The Storm Cone by Laura Daly, with music by Lucy Pankhurst, has been commissioned through a partnership between the University of Salford Art Collection and Metal. Launched as part of Estuary 2021 it is an immersive artwork for NetPark in Chalkwell Park, Southend, that unearths lost bandstands and their buried past. The work will first guide you to the site where the Chalkwell bandstand once stood and here you will be immersed in a breath-taking 360˚ brass band performance. As you move amongst the absent musicians you will be taken on a journey that charts the fading away of a brass band during the interwar years and into eight spatial sound works, where the fragile solo phrases of each musician merge and mutate in new environments. The Storm Cone will simultaneously be presented in Peel Park, Salford.

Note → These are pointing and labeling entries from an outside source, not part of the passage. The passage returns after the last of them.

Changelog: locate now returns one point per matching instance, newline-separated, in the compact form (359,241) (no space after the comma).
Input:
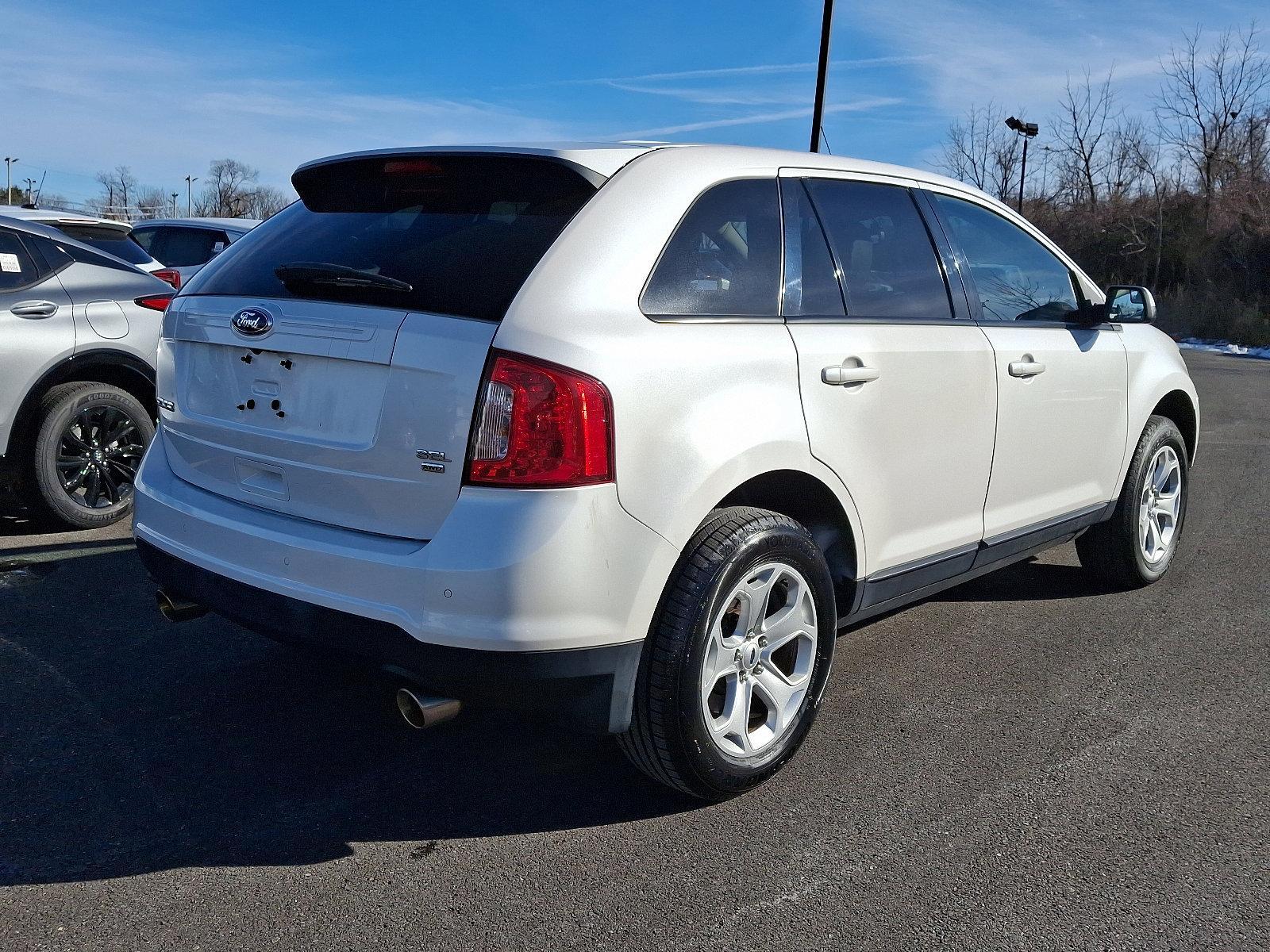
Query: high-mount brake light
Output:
(171,274)
(540,425)
(156,302)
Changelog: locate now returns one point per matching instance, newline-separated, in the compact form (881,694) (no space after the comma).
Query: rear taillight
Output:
(156,302)
(540,425)
(171,274)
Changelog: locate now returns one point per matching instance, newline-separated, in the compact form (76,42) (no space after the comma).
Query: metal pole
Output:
(1022,175)
(822,70)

Laura Daly is a multi-award-winning artist who creates site-specific and site-related artworks that range significantly in scale. She exhumes the past and teases out fragments of the forgotten using a variety of media, including sound, drawings, mapping, video and material objects. This archaeology of lost time is rooted in in-depth research, where evidence, trace or suggestion generate a haunted exposition of our surroundings. Local stories and people also contribute. Fusing together history, memory, myth and story, Daly’s immersive artworks capture a particular kind of longing that resides within the threshold of absence (known as saudade in Portuguese and hiraeth in Welsh).

Past projects include ‘Shadowland’ 2017, a combination of sound, projection and soil that traces the burial of Cambodian shadow puppets during the Khmer Rouge regime and their subsequent unearthing; ‘Place Name’ 2014, charts different accents around the globe as two microphones read the names of prominent cultural figures in unison – one their original birth name and the other their new ‘Anglicised’ name; ‘Planet Box’ 2010, follows the deconstruction of an astronomer’s life in a series of drawings and paintings; ‘(Trafalgar) Disinterred’ 2006 uncovers the fatalities in an underground mine using a combination of sound and miners’ lights in a 1km circular path overground; and ‘Trail’ 2004 is an investigation into a ‘will o’ the wisp’ that is part of New Forest folklore using photography, video, collage and mapping.